In what ways does the Ihumātao protest challenge the Western liberal model of civic engagement?
The Ihumātao protest re-centers indigenous values such as whakapapa, mana whenua, and Kiatiakitanga, presenting a collective and relational model of citizenship. It contests the state’s monopoly on legitimacy and shows how civic life can be rooted in intergenerational obligation, int individual rights. It merges protest, occupation. legal challenge, and online media into a hybrid model that defies traditional categorization and bridges te ao Māori with liberal democratic norms
Evaluate the effectiveness of protest as a form of civic engagement, drawing on historical and contemporary examples.
Protest is effective in drawing public and political attention to unjust ice, creating symbolic power through visibility and moral claims (e.g. Springbok Tour, Ihumātao, Black Lives Matter). It can act as a democratic pressure valve when institutional channels fail. However, protest can also be polarizing, co-opted, or dismissed, especially when lacking follow-through strategies, its success depends on integration with legal, media, and policy channels, and on its capacity to connect with broader public sentiment and systemic reform.

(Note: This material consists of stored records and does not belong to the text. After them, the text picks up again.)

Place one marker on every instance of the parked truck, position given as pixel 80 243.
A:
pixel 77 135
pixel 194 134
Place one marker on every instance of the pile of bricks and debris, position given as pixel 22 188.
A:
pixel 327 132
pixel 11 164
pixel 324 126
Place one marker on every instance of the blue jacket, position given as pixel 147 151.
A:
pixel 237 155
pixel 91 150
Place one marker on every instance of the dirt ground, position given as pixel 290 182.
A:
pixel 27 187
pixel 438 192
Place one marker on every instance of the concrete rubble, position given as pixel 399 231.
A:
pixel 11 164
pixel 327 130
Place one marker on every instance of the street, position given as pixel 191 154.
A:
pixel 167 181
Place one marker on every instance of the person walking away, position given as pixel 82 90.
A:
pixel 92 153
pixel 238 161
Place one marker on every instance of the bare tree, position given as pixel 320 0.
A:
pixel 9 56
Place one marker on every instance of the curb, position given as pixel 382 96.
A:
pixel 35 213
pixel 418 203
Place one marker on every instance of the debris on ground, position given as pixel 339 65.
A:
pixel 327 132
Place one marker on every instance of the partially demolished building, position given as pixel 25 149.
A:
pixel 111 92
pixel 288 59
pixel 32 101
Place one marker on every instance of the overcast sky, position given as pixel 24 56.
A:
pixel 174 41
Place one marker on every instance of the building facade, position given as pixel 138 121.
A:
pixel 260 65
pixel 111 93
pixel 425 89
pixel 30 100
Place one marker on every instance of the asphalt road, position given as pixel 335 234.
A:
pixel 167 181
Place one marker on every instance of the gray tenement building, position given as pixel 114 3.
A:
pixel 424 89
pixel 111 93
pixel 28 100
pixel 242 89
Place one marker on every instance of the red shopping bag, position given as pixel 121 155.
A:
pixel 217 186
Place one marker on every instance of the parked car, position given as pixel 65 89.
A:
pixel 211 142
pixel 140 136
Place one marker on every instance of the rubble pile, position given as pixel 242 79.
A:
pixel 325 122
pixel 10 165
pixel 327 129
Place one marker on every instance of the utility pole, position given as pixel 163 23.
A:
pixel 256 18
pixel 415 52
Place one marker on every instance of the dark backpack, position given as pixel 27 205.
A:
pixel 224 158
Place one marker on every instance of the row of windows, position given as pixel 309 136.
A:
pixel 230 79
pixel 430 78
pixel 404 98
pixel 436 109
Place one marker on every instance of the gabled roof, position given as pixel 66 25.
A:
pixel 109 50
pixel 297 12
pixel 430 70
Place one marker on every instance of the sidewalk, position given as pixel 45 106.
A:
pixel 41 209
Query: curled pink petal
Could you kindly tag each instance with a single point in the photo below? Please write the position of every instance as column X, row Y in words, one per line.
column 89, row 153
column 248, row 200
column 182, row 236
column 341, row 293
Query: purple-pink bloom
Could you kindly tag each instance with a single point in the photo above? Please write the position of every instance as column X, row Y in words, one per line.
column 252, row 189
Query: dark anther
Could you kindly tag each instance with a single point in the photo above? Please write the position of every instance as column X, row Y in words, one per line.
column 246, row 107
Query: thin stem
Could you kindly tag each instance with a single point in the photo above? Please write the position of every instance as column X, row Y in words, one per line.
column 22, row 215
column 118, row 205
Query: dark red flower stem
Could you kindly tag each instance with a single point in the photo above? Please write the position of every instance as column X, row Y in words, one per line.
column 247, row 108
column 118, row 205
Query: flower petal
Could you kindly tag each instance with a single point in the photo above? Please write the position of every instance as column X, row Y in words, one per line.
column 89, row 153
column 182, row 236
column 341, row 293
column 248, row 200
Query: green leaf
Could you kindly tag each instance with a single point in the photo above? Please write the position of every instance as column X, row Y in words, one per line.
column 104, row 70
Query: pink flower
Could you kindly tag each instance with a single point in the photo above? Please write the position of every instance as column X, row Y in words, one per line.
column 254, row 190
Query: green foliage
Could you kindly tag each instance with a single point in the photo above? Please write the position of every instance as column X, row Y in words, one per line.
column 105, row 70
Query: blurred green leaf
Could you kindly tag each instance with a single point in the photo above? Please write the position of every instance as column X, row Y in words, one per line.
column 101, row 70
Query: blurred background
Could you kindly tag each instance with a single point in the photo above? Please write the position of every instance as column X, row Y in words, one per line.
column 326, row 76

Compare liberal Western views of citizenship with te ao Māori perspectives. How do these frameworks shape different civic priorities and methods?
Liberal Western views emphasize individual rights, legal equality, and procedural participation (e.g. Voting, petitioning) Te ao Māori perspectives prioritize collective responsibility, whakapapa, and rangatiratanga, where civic live is grounded in ancestral ties, kaitiakitanga and mana whenua. These frameworks influence engagement styles: deliberation vs consensus, rights vs obligations, individual vs relational identity. Blending them requires respect for different ontologies, and meaningful power-sharing mechanisms.
To what extent is social enterprise a meaningful form of civic engagement in Aotearoa New Zealand?
Social enterprise can address systemic inequities by using market tools for social aims (e.g. the Cookie Project), offering sustainable alternatives to charity or government dependency. However, its effectiveness depends on genuine community involvement, ethical governance, and resistance to profit-over-purpose drift. In Aotearoa, social enterprise intersects with Māori concepts of collective wellbeing and manaakitanga, but it must avoid tokenism and align with tino rangatiratanga to be truly transformative.